Why would you use half duplex on a network switch anymore?

Answer #1

If you were plugging into a hub you would use half-duplex, if you plug into a switch you generally use full-duplex. If you have Cat 3 or lower twisted pair network cable that may require you to use half-duplex.

Now that switches are so cheap and Cat 5 cable ubiquitous I wouldn’t expect anyone to have to run half-duplex any more.

I remember spending $10,000 for an 8 port 10baseT switch for my department. Prior to that my entire department shared a single 10 MB/s segment.

Answer #2

I remember back in the military we would run our network at half duplex on the encrypted side, this was so that we could avoid collisions.

Answer #3

If you are plugged directly into a switch there will be no collisions. That is why you can run full duplex.

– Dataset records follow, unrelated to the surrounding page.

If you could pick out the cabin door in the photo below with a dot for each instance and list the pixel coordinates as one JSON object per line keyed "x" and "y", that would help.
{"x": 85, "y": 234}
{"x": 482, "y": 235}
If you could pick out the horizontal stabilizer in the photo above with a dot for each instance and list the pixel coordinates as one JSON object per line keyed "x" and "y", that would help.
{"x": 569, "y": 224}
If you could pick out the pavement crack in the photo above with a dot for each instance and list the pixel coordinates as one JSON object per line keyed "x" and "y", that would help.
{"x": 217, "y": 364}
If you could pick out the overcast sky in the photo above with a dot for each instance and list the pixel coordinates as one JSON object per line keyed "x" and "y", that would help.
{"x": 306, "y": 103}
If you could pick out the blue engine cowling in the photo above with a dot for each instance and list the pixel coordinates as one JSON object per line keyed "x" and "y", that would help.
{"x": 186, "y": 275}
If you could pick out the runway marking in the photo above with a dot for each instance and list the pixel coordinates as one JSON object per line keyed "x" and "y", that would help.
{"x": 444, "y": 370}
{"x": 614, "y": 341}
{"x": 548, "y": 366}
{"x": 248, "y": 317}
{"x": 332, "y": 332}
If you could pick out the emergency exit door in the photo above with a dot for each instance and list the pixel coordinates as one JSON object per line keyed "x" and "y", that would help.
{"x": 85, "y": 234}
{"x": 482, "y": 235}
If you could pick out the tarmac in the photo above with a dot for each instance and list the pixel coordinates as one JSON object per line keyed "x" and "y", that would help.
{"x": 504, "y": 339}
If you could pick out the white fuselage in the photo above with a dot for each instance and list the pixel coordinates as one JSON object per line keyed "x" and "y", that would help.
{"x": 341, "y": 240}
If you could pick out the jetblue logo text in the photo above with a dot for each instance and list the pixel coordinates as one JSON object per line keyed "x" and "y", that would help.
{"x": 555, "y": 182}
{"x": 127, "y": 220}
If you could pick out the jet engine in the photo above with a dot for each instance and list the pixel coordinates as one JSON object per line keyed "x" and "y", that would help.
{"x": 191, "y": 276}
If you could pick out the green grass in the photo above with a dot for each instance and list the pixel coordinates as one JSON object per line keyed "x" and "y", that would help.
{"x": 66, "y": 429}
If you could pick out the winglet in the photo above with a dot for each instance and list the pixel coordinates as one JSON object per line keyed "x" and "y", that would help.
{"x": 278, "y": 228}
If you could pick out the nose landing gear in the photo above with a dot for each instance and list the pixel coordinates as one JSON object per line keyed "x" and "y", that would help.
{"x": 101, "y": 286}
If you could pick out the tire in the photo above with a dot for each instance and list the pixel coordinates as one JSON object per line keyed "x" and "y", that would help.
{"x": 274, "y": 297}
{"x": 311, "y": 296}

Plugged into a hub (or connecting to an older 10base2 or 10base5 segment) all the servers share a collision domain meaning that they have to check every time they send a packet to see if there is a collision in which case they wait an increasing but random amount of time then resend. On a busy network the same packet may need to be resent multiple times and if all hosts waited the same amount of time the resent packets could keep colliding with each other. The amount of time for resends increases with each failure so hosts will back off and overloaded networks can recover.

When servers are connected to a switch (or a crossover cable) no collisions are possible so both sides can transmit full speed without checking for collisions.

Back in the day I used to have entire class c networks all on the same 10base2 segment and I noticed some companies supernetting (opposite of subnetting) multiple class c networks putting several hundred workstations on the same segment (and it was slow as heck!).

What branch of the military? I was doing some consulting work for the Navy 89-91 during the first Persian Gulf war. Mainly writing software for compression of meteorological images but I helped out a bit on another project detecting transient signals in the underwater acoustical domain.

Answer #4

This was back in 2000 at Soto Cono Airbase Honduras, before that I was active army.